🤖 AI Summary
This work addresses the mismatch between the responsiveness required for low-latency edge inference and the update delays inherent in remote high-performance computing (HPC)-driven high-fidelity simulations. To bridge this gap, the authors propose the RBF architecture, which deploys lightweight proxy models at the edge for real-time inference while asynchronously integrating high-accuracy models generated by HPC systems, thereby decoupling inference from training. Innovatively, HPC computation is leveraged for model accuracy enhancement rather than system utilization optimization, enabling heterogeneous collaboration across edge devices, 5G networks, cloud infrastructure, and HPC resources, as well as plug-and-play deployment of proxy models. Evaluated in a digital agriculture scenario, the approach consistently delivers low-latency inference and progressively improves prediction accuracy despite irregular and delayed model updates.
📝 Abstract
Emerging cyber-physical systems increasingly require low-latency inference from streaming sensor data while maintaining models that reflect complex and evolving physical processes. In many domains, however, model updates depend on high-fidelity simulations and training executed on remote high-performance computing (HPC) systems under batch scheduling. This creates a fundamental mismatch between the responsiveness required at the edge and the cost, throughput, and availability of simulation-driven model updates.

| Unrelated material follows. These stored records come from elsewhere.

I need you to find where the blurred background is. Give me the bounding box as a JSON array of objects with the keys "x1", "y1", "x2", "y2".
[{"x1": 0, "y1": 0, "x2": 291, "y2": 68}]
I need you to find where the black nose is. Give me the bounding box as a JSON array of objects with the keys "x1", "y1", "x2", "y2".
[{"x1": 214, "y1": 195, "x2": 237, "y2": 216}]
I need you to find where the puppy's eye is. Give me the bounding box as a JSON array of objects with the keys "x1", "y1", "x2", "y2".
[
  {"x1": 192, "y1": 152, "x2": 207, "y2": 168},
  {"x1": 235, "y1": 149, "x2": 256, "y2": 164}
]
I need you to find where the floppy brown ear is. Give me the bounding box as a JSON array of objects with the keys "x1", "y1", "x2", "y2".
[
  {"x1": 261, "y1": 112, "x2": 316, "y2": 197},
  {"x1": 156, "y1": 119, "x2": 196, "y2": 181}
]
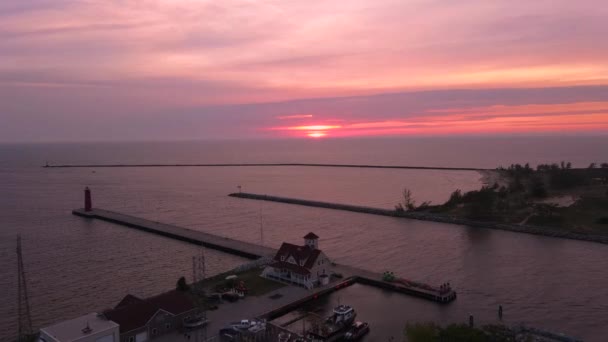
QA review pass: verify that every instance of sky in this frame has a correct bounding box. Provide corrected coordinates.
[0,0,608,142]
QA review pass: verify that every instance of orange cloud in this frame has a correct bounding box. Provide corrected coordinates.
[272,102,608,137]
[277,114,312,120]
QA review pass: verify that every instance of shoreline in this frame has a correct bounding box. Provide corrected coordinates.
[228,192,608,244]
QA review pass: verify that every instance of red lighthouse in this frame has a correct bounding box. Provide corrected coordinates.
[84,186,93,211]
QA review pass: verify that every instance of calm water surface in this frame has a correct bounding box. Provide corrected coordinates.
[0,138,608,341]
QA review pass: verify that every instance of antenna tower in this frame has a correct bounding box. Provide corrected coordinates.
[17,235,32,341]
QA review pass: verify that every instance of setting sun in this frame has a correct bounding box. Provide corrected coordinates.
[306,132,327,138]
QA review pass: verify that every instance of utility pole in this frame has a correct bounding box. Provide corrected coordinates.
[260,205,264,246]
[17,235,32,342]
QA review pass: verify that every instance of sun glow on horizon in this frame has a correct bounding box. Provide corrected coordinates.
[269,101,608,138]
[306,132,327,139]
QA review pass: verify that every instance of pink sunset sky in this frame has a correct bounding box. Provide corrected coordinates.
[0,0,608,142]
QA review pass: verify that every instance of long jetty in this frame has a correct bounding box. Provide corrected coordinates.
[72,209,276,259]
[228,192,608,244]
[43,163,493,171]
[72,208,456,302]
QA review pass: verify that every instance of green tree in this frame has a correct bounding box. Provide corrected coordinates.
[175,277,190,292]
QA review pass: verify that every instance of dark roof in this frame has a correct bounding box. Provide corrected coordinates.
[271,242,321,274]
[104,290,196,334]
[104,301,158,334]
[270,261,310,275]
[114,294,144,309]
[304,232,319,239]
[147,290,196,315]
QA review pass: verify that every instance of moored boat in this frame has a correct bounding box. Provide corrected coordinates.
[344,322,369,341]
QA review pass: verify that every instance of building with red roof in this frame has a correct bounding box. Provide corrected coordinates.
[262,232,331,289]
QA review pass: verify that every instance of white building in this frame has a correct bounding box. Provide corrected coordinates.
[262,233,331,289]
[38,312,120,342]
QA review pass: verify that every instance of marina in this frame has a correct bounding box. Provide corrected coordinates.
[72,188,456,304]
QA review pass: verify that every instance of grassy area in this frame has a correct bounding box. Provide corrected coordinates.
[396,162,608,236]
[198,268,286,296]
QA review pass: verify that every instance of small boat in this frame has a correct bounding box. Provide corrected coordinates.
[183,317,209,329]
[344,322,369,341]
[326,305,357,326]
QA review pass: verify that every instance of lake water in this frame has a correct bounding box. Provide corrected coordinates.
[0,137,608,341]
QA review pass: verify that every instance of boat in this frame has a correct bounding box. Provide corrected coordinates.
[344,322,369,341]
[183,317,209,329]
[307,305,357,342]
[326,305,357,326]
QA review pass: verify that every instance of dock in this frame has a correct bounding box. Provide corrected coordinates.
[72,208,456,304]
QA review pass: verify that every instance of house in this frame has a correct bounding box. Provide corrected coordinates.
[38,312,120,342]
[262,232,331,289]
[104,290,199,342]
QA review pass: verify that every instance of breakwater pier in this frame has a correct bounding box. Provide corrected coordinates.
[42,163,486,171]
[228,192,608,244]
[72,208,276,259]
[72,204,456,304]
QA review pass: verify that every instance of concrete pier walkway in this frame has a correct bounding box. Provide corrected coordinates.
[72,209,456,304]
[72,209,276,259]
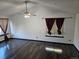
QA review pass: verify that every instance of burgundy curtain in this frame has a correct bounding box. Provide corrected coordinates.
[56,18,64,34]
[45,18,55,35]
[0,18,8,40]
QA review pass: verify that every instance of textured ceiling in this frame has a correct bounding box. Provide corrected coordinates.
[0,0,79,16]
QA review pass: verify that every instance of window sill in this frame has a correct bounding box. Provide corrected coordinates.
[45,35,64,38]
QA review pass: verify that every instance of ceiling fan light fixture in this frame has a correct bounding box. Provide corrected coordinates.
[24,12,31,18]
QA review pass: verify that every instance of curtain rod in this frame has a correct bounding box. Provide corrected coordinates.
[42,17,72,19]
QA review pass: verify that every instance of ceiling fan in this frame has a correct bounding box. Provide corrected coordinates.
[24,1,36,18]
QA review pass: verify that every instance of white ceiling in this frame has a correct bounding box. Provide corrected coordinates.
[0,0,79,16]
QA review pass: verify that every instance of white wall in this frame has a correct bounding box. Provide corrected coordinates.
[9,7,75,44]
[74,14,79,50]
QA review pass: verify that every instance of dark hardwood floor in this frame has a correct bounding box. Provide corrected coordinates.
[0,39,79,59]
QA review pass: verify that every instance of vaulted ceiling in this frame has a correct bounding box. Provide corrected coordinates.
[0,0,79,16]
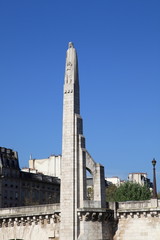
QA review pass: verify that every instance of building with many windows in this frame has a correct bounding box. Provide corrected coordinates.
[0,147,60,208]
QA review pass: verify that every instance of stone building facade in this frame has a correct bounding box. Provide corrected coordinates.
[0,147,60,208]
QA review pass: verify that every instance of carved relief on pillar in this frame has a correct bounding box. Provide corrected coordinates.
[117,210,160,219]
[77,210,114,222]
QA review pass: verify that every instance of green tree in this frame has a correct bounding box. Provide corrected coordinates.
[114,182,151,202]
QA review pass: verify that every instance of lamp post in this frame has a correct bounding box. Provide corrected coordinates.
[152,158,157,199]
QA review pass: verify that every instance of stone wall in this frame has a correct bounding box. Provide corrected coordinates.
[0,205,60,240]
[110,199,160,240]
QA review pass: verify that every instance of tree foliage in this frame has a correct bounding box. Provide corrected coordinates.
[107,182,151,202]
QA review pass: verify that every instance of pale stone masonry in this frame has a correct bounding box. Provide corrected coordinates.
[0,43,160,240]
[60,43,105,240]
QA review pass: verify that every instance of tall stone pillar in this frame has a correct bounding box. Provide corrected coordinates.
[60,43,85,240]
[60,43,105,240]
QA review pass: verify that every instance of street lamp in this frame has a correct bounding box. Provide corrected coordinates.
[152,158,157,199]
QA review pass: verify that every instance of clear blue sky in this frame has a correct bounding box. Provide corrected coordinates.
[0,0,160,189]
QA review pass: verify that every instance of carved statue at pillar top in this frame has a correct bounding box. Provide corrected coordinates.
[68,42,74,48]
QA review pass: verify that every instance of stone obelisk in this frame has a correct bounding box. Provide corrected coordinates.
[60,43,105,240]
[60,43,85,240]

We present RBF (Reverse Backfill), a hybrid edge-HPC learning and inference architecture that integrates low-latency edge inference with asynchronous, simulation-driven model improvement. RBF targets simulation-bounded settings in which model updates are constrained by simulation throughput and HPC scheduling delays, and reinterprets HPC backfilling by using opportunistic computation to improve model accuracy rather than system utilization. RBF decouples inference from simulation and training by deploying lightweight surrogate models at the edge while incorporating improved models asynchronously as they become available. The architecture supports pluggable surrogate models and orchestrates computation across heterogeneous infrastructure spanning edge devices, private 5G, cloud, and HPC resources.
We instantiate RBF using a real-world digital agriculture deployment that couples edge sensing with computational fluid dynamics (CFD) simulations to infer airflow patterns in a large agricultural screenhouse. Our evaluation characterizes end-to-end system behavior under realistic constraints, quantifying simulation latency, training cost, inference throughput, and the impact of delayed model updates on prediction accuracy. Results demonstrate that RBF enables continuous, low-latency inference while improving model fidelity over time despite delayed and irregular model updates.